Теперь Федька смотрел на меня удивленно, явно не понимая, к чему это было сказано, но уточнять смысл сказанного не стал, спросил: — Ты чего побежал?
— Не хочу обратно в тюрьму.
— Понятно. А как дальше жить думаешь?
— В большой мир пойду, искать свое место в жизни.
— Хм. Умно говоришь, сразу и не понять. Я об другом. Ты на себя посмотри. Сущий скелет, ребра торчат, да и одежа на тебе.... Ладно, чего об этом толковать, скажу только одно: я, Егор, добро помню.
Немного отдохнув, мы поднялись с земли, и неторопливо пошли, если я правильно понимал, огибая полустанок и село, по большой дуге.
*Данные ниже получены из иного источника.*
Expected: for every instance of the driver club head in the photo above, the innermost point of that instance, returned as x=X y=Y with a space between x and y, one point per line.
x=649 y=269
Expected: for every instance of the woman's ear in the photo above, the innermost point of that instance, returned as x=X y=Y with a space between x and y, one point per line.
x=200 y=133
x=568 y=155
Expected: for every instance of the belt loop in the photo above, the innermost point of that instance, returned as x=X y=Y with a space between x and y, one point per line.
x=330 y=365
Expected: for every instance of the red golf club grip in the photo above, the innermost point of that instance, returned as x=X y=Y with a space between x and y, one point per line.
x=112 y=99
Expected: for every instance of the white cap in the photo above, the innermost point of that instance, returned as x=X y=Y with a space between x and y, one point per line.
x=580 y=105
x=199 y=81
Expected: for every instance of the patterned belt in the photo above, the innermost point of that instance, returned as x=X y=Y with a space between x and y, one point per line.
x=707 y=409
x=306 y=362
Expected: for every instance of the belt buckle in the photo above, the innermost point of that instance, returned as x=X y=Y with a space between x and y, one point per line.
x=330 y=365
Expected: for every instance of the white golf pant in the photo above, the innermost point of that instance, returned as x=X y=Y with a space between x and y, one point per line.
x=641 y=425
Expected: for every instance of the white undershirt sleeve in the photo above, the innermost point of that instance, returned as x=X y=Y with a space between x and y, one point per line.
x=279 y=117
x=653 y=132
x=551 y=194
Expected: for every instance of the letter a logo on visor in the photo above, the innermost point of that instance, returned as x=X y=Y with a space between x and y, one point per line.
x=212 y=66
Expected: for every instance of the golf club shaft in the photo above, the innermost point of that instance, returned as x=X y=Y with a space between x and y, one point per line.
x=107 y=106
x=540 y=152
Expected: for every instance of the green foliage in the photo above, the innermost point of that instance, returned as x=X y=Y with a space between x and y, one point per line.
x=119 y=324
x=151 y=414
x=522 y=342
На месте нашего отдыха остались, зарытые в землю, клочки записки, врученные мне Макаром Коноплей.
ГЛАВА 3
Хозяин принес нам в подвал кувшин с водой, бутылку самогонки, кружки, еду и несколько свечей.
— Благодарствую, дядька Никифор, — поблагодарил его Оглобля. — Ты только Кольку...
— Убежал уже, — с этими словами люк захлопнулся.
Мой напарник по бегству зажег две свечи, потом на перевернутом деревянном ящике организовал обеденный стол. Нарезал сало, лук, хлеб. Потом достал из чугунка картошку. При виде еды у меня рот сразу наполнился слюной.
— Еще теплая. Бери.
Я только кивнул головой, жуя кусок хлеба с копченым салом и одновременно чистя вареное яйцо. Гришка посолил крупную картофелину и откусил сразу половину, потом забросил в рот ломтик сала и хлеба. Несколько минут стояла тишина, мы жадно ели.
— Будешь? — он кивнул на бутыль самогона, стоящую на полу.
Я отрицательно покачал головой, продолжая есть. Гришка пожал плечами, типа, как хочешь, и плеснул себе в алюминиевую кружку. Выпил. Сморщился.
— Ух, зараза! — и захрустел луком.
Снова налил, но пить не стал, а вместо этого крупно посолил уже очищенное яйцо и стал есть с хлебом. Какое-то время жевал, потом неожиданно спросил: — А ловко ты с краснопузыми справился. Одного в рыло, а на другого мужика толкнул. Как у тебя так ловко вышло?
Я пожал плечами, не переставая жевать.
— В тюрьме научился драться?
— Жизнь научила, — тихо сказал я.
Гришка насмешливо хмыкнул, опрокинул в рот содержимое кружки, потом заел салом с луком.
— Из какого скита будешь, старовер?
— Нашего скита больше нет, а значит, и названия нет.
— Чего так?
— Сожгли скит, а людей побили.
— Красные сволочи, даже божьих людей не пожалели. Эх, да что тут говорить! Всю жизню нашу наизнанку вывернули! — и он снова налил в кружку самогонки, выпил и стал жадно есть. На словах вроде проявил сочувствие, вот только ни в глазах, ни в голосе у него даже намека на чувство не было. Гришка снова налил самогон в свою кружку. Выпил, крякнул.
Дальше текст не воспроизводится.